Bana : "Une réussite humaine"
Question: D'où vient la force du handball français, qui accumule les bons résultats avec les messieurs et les dames ?
Philippe Bana : "C'est une accumulation de choix stratégiques. Il y a d'abord eu la souffrance dans les années 80 de ne pas être une nation forte. Puis on a professionnalisé. Après, on a eu à coeur d'élargir ça en mettant en place une vraie parité. On a obtenu cette chose-là avec la réussite fantastique de 99. On a su donner les mêmes moyens aux deux équipes. C'est l'idée d'un sport mixte, appuyé sur ses deux jambes et pas d'un sport bancal."

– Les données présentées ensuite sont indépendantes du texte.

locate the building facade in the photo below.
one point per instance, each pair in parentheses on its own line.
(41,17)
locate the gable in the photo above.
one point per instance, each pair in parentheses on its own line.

Q: Quelles valeurs fondent cette politique ?
PB : "C'est d'abord une réussite humaine et de sens: c'est à dire la volonté permanente de l'excellence. La volonté d'être toujours meilleur, de faire la même chose en garçons et en filles, de ne jamais regarder derrière mais devant. C'est l'exigence que portent tous les cadres du handball: l'idée qu'il faut toujours faire mieux, ne jamais être repu, conserver ses valeurs, son humilité."
Q: Quels sont les outils au service de cette vision ?
PB : "Il y a 47 pôles espoirs, qui regroupent 800 gamins. On a 8 équipes qui sillonnent le monde. Il y a une vraie vie commune avec les clubs. Il n'y a pas d'opposition entre la Fédération et les deux Ligues nationales, masculine et féminine. Les garçons et les filles bénéficient des mêmes moyens logistiques, des mêmes primes, des mêmes outils. On passe le même temps avec les uns et les autres."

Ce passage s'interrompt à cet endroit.